Airlines too could be squeezed. Lufthansa is already operating services where middle seats are left unoccupied in order to allow a certain degree of social distancing on board. EasyJet – which has grounded its entire fleet – says it will do the same when it resumes flying.
As a short-term measure, this might help passengers fly with a little more confidence. But it comes at a serious cost.
In order to make money, airlines need as many seats as possible to be filled on every flight. “Load factors” are particularly important for budget carriers, which typically fly with more than 90% of seats occupied.
But if middle seats are left unoccupied, aircraft will have to fly just 65% full. This might be acceptable for a short period, but according to Mr De Juniac, if it went on for long, “it would certainly change the way in which the industry operates”.
Ryanair’s CEO Michael O”Leary has put it more succinctly, describing the idea as “idiotic”.
Getting aircraft back in the air may prove to be the easy part.
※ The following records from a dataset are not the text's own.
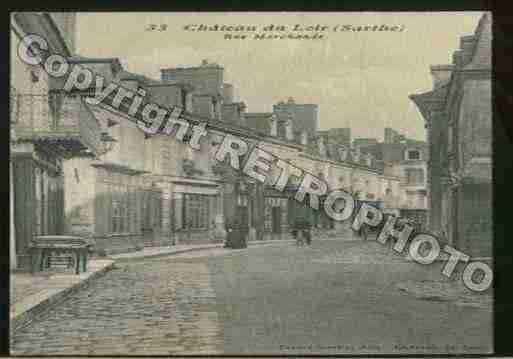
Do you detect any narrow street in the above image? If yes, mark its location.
[12,240,492,355]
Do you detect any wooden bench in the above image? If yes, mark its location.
[29,235,92,274]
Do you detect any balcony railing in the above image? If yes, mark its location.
[10,91,101,155]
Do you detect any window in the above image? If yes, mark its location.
[109,184,130,233]
[404,168,424,183]
[9,86,18,123]
[406,150,420,160]
[183,194,211,229]
[141,191,162,230]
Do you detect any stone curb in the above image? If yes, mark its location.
[106,243,223,262]
[9,261,114,338]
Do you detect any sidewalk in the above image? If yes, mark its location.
[9,238,358,332]
[9,259,114,333]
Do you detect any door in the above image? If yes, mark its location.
[272,207,281,233]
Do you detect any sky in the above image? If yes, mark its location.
[76,12,482,140]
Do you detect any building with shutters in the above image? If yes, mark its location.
[410,13,493,257]
[9,12,105,270]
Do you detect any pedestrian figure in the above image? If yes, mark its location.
[360,223,369,241]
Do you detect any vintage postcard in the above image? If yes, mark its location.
[9,11,494,356]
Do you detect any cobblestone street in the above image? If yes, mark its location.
[11,240,492,355]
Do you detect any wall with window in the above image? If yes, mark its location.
[171,184,223,243]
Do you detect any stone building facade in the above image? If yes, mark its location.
[410,13,493,257]
[9,12,103,270]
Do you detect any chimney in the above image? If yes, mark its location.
[317,136,327,157]
[285,118,294,141]
[301,131,308,145]
[338,146,347,161]
[223,83,233,103]
[460,35,476,65]
[365,153,374,167]
[351,148,361,163]
[452,51,462,67]
[430,65,453,89]
[270,114,278,137]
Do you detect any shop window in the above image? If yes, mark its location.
[109,184,130,233]
[404,168,424,184]
[182,194,211,229]
[406,150,420,160]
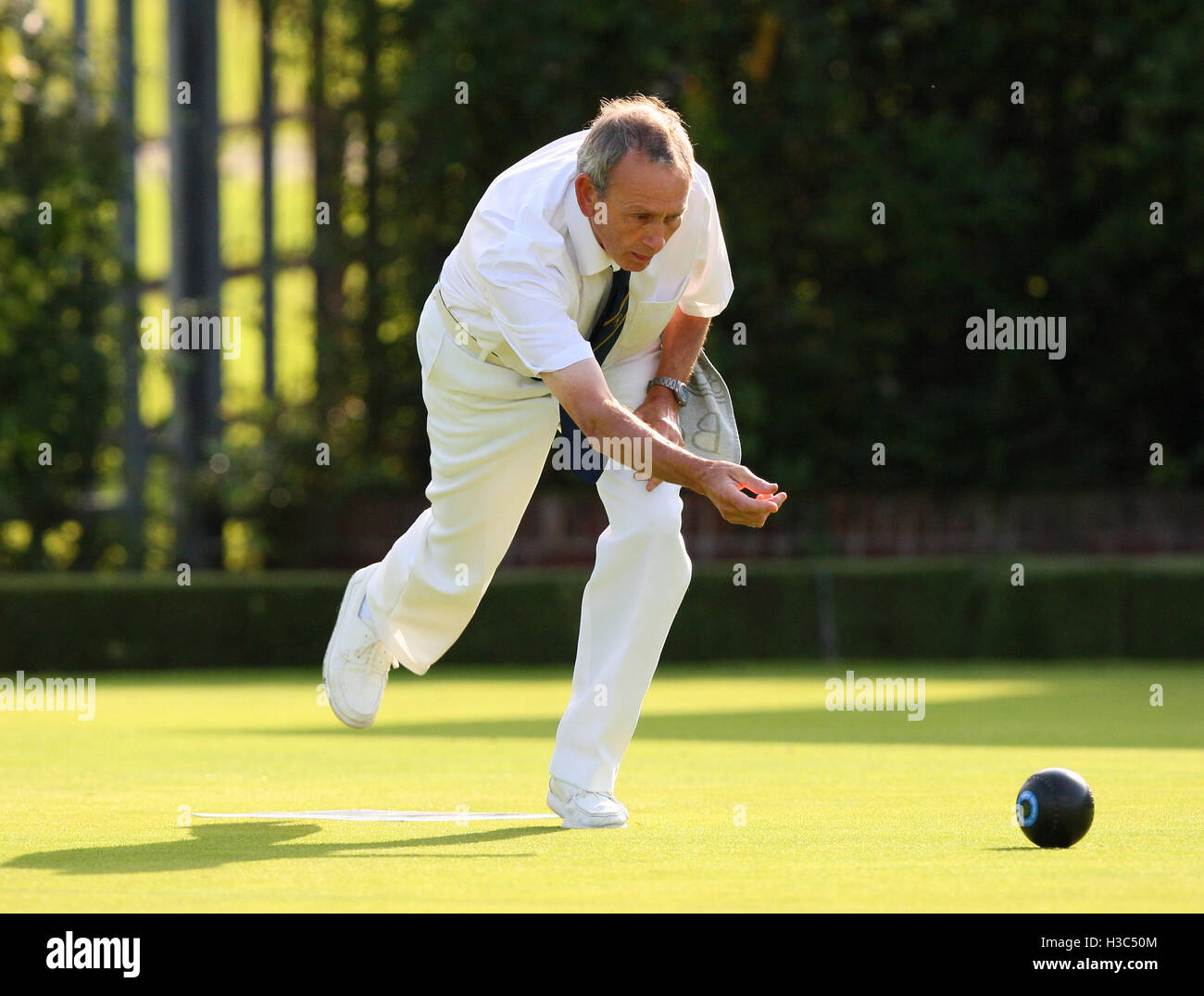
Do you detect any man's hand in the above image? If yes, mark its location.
[702,460,786,529]
[633,395,685,491]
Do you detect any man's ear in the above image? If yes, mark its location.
[573,173,598,218]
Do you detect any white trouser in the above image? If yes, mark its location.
[368,287,691,791]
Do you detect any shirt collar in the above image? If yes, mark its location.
[565,183,619,277]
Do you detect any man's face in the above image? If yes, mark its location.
[577,152,690,273]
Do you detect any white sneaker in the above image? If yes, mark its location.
[548,778,627,830]
[321,563,398,730]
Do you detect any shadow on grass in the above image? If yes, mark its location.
[4,820,560,875]
[234,683,1204,748]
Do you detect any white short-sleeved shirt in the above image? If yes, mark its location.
[440,132,732,376]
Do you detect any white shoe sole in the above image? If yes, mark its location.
[321,563,377,730]
[548,788,627,830]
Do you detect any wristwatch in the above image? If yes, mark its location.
[645,377,687,409]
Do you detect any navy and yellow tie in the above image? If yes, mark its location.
[560,270,631,485]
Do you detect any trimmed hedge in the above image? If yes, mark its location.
[0,558,1204,671]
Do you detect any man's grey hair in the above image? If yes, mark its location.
[577,94,694,195]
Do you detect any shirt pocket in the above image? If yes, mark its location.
[614,274,690,359]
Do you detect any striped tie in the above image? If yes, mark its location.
[560,270,631,485]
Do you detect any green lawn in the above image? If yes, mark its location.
[0,662,1204,912]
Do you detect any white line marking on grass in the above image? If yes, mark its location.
[193,810,560,823]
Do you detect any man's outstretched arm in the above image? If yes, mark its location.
[542,359,786,529]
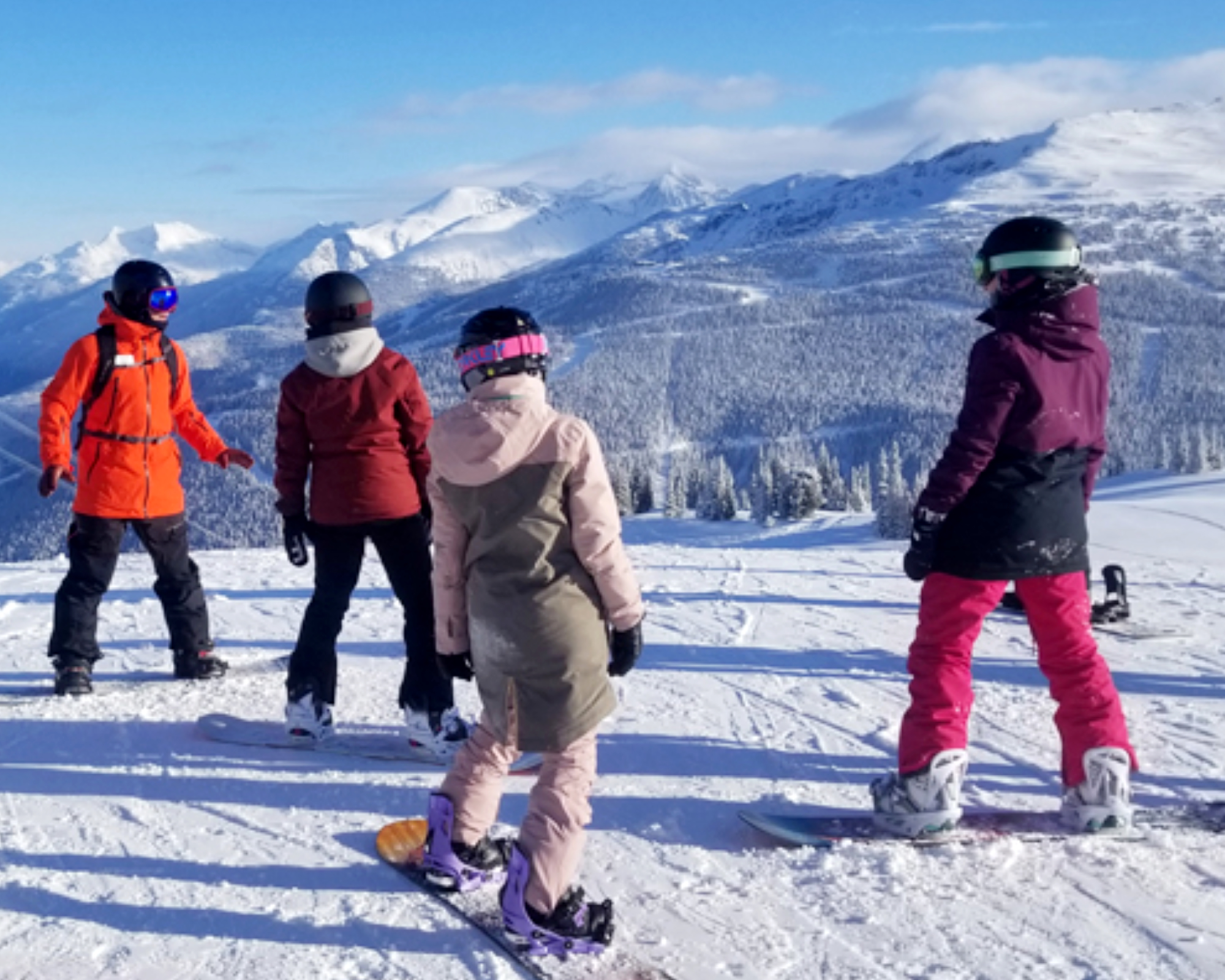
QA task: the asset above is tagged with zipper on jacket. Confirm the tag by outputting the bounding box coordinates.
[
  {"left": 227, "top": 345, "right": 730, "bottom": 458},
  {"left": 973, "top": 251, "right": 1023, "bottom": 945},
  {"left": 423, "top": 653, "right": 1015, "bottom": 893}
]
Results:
[
  {"left": 85, "top": 440, "right": 102, "bottom": 483},
  {"left": 141, "top": 337, "right": 153, "bottom": 519}
]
Finding people to fly in them could prove more difficult – and some long-term changes to the aviation market are highly likely.
“It may not be too bad for firms which specialise in holiday travel,” explains one tourism industry executive.
“People still want to go on holiday, and there’s definitely still interest in going to short-haul destinations later in the year.”
But analysts say business travel could be a different matter.
High-paying business and first class travellers usually account for a little under a third of the revenues for the industry as a whole. For long-haul carriers, it can be as much as 70%.
But there are now serious threats to that traffic.
The predicted global recession, the cancellation of major trade fairs and other set-piece events – and even the new willingness of businesses to use online tools as a substitute for face-to-face meetings – could all delay the recovery.
“I think we’ll see a fusing of business models, and airlines trying different things,” says analyst John Strickland of JLS Consulting.
“So you could see a sort of business class-lite, where people get a business class seat and meals, but no access to lounges. So at least the seat is occupied. There’s room for a lot of creative pricing.”
But the biggest problem for the entire industry, as it prepares to get back in the air, is that no-one – at any level – can really be sure what its future looks like.